Mardi 13 novembre 2018
S. Didace,

confesseur
3e classe

Temps après la Pentecôte



Oraison - collecte
Dieu tout-puissant et éternel, qui, par une providence admirable, choisissez ce qu’il y a de plus faible dans le monde pour confondre ce qu’il y a de plus fort ; soyez propice à notre humilité, et accordez-nous, grâce aux pieuses prières de Votre bienheureux Confesseur Didace, d’être élevés dans les Cieux à la gloire éternelle. Par Jésus-Christ Votre Fils, Notre Seigneur, qui vit et règne avec Vous dans l’unité du Saint-Esprit, Dieu dans tous les siècles des siècles.
Ainsi soit-il

Vie du Saint du jour
Né en Espagne, vers 1400, saint Didace quitta tout ce qu’il possédait et entra à Arrizafa, chez les frères Mineurs comme frère lai. Il s’y adonna surtout à la contemplation et reçut de Dieu des lumières si vives qu’il parlait des choses du Ciel d’une manière toute divine.


Dans les îles Canaries, son ardent désir du martyre fut en partie satisfait par toutes sortes de tribulations. Revenu à Rome l’année du jubilé, sous le pontificat de Nicolas V, il y soigna les malades au couvent de l’Ara Cœli, et remplit cette charge avec tant de charité que, malgré la disette qui désolait la ville, ceux qui étaient confiés à ses soins ne manquèrent jamais du nécessaire.

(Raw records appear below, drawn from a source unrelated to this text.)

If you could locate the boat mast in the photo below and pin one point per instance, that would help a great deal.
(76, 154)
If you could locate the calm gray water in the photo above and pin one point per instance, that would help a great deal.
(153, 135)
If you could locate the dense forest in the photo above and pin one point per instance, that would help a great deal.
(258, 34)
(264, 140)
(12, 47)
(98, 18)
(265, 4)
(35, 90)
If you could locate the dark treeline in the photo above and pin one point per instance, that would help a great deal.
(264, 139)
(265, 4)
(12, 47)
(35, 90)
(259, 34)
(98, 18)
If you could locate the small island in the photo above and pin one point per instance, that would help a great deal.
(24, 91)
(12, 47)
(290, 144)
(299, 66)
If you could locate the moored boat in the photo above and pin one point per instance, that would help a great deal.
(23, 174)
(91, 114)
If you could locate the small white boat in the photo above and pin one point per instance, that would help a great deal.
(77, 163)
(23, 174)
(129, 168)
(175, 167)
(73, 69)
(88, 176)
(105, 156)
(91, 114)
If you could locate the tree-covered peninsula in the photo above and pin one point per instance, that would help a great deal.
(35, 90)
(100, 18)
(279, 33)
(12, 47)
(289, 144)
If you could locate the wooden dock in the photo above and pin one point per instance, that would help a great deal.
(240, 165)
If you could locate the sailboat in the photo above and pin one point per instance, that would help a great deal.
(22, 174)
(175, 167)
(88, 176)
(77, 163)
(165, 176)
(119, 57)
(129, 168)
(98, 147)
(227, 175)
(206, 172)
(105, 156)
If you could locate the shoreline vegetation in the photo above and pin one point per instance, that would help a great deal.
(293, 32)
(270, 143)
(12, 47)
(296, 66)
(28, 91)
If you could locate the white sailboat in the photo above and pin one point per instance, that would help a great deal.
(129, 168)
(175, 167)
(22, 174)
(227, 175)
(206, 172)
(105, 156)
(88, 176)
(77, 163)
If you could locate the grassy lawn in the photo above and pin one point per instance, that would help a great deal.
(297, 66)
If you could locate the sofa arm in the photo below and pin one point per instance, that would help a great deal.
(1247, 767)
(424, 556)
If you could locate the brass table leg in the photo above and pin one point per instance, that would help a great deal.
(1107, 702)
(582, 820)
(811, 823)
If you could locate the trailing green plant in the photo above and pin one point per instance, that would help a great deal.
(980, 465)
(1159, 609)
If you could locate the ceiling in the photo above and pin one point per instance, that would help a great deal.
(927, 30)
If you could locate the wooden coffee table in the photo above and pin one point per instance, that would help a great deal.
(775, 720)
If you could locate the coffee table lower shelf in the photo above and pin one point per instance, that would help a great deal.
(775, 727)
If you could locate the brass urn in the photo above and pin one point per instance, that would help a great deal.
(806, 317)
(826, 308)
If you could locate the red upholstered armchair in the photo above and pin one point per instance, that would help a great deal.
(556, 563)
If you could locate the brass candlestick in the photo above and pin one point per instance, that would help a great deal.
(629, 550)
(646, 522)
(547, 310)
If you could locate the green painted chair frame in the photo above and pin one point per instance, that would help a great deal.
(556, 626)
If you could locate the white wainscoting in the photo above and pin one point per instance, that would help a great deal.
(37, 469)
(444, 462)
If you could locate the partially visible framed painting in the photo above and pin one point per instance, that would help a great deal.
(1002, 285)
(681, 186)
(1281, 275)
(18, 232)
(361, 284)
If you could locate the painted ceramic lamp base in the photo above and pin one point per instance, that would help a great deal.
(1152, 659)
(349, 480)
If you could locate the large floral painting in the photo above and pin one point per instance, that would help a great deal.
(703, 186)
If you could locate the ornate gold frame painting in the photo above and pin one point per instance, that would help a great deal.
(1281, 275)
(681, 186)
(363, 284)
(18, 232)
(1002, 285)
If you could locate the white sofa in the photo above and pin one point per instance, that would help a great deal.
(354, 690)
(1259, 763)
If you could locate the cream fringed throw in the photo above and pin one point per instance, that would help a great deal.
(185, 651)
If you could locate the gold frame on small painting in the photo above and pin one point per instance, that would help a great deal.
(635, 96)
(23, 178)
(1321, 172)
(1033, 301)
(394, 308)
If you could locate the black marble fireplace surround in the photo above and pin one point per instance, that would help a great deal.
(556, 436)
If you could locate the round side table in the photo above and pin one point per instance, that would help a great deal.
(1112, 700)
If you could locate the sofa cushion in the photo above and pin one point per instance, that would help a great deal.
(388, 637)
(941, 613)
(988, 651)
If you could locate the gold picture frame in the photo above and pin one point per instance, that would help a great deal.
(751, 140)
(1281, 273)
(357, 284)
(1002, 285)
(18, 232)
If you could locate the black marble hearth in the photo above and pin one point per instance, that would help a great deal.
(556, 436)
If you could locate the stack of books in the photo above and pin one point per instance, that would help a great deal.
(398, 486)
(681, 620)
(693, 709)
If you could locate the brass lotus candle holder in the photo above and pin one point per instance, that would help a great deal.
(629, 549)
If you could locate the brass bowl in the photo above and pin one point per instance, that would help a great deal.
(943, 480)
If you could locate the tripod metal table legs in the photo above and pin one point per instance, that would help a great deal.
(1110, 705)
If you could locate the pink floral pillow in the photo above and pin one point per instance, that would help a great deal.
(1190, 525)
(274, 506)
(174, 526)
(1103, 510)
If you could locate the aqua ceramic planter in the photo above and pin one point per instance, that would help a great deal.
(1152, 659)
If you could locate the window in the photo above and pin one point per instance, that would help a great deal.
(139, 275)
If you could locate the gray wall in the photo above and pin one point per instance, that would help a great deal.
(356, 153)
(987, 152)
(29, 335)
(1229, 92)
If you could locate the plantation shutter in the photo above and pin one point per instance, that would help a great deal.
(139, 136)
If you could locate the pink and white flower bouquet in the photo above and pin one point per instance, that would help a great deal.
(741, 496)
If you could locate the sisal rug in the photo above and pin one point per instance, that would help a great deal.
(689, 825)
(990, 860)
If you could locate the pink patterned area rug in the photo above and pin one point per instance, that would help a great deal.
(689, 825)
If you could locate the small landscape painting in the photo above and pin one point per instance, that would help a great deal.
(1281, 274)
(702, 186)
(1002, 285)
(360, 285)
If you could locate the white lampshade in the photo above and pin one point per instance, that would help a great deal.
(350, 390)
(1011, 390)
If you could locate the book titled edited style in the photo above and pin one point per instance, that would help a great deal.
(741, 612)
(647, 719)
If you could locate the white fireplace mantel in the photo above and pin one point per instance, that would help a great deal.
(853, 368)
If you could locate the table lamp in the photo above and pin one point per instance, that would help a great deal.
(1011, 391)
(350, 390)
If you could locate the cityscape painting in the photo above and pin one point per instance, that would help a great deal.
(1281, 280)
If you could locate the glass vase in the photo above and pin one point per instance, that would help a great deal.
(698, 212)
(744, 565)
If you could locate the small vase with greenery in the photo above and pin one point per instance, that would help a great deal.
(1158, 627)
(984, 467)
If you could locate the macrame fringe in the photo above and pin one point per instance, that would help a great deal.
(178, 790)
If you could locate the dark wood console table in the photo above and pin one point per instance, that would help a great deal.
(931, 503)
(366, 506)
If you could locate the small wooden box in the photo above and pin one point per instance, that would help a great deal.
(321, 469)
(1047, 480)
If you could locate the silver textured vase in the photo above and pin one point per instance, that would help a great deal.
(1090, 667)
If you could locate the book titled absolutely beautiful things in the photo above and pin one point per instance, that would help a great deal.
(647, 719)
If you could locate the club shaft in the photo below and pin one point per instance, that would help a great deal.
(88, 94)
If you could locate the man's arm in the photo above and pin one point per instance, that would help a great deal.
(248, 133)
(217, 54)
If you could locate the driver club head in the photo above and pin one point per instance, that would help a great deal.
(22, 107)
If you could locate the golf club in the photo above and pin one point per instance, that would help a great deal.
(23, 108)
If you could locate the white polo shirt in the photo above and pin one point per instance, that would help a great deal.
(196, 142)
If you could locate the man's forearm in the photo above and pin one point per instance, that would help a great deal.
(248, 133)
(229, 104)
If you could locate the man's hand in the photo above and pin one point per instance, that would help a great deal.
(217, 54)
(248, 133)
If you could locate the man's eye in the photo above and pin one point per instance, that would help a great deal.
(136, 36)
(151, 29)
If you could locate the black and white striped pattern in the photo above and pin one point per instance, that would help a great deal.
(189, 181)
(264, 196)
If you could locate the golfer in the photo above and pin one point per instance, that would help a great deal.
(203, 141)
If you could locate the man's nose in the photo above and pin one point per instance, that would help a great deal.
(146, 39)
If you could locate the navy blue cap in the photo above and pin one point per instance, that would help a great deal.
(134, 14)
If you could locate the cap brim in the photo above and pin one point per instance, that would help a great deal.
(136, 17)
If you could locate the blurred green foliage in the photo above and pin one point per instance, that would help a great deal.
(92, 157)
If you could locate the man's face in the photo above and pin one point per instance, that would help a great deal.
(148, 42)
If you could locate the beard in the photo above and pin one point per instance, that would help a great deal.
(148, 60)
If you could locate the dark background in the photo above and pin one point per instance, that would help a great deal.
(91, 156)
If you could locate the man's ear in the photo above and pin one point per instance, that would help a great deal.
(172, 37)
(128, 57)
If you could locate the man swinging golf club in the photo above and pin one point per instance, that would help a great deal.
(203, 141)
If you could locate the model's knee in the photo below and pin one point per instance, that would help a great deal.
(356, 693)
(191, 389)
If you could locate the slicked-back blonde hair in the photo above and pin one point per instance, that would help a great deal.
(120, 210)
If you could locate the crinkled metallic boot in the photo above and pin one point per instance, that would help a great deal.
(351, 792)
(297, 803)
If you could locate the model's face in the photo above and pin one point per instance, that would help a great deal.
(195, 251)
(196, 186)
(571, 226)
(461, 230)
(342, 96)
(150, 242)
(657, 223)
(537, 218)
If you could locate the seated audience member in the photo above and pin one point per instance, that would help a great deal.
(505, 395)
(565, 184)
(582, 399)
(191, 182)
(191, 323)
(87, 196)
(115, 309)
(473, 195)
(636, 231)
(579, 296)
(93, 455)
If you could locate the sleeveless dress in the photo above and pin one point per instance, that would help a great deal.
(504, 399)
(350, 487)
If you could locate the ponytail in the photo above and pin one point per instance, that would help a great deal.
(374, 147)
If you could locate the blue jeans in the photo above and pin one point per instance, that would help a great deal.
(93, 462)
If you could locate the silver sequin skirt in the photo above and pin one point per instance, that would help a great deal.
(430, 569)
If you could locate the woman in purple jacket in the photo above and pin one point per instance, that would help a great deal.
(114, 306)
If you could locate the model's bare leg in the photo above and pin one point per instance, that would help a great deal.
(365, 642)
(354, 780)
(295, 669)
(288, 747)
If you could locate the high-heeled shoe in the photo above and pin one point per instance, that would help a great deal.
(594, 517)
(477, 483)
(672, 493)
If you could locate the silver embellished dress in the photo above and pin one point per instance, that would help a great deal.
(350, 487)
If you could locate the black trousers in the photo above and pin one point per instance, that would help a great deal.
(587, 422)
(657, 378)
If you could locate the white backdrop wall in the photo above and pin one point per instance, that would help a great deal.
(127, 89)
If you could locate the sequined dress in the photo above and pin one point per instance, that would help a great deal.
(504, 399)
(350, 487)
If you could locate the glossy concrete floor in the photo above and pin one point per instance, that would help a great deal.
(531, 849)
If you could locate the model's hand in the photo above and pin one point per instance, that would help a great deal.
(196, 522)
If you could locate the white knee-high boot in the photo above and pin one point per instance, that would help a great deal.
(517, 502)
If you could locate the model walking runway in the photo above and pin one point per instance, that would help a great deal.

La Passion de Jésus était le sujet ordinaire de ses méditations et de ses prières. Sentant sa fin approcher et n’ayant sur lui qu’une vieille robe toute déchirée, les yeux fixés sur la croix, il prononça les paroles de l’hymne sacrée :

« Bois et clous pleins de douceur, vous portez le plus doux des fardeaux ; quelle gloire est la vôtre puisque vous avez été jugés dignes de porter le Roi des Cieux ».


Et il rendit pieusement son âme à Dieu. C’était à Alcala de Henarez, en 1463.


 voir la grande vie du Saint


Résolution pratique du jour
Visitez les malades ; montrez-leur beaucoup de douceur, de bienveillance et de dévouement.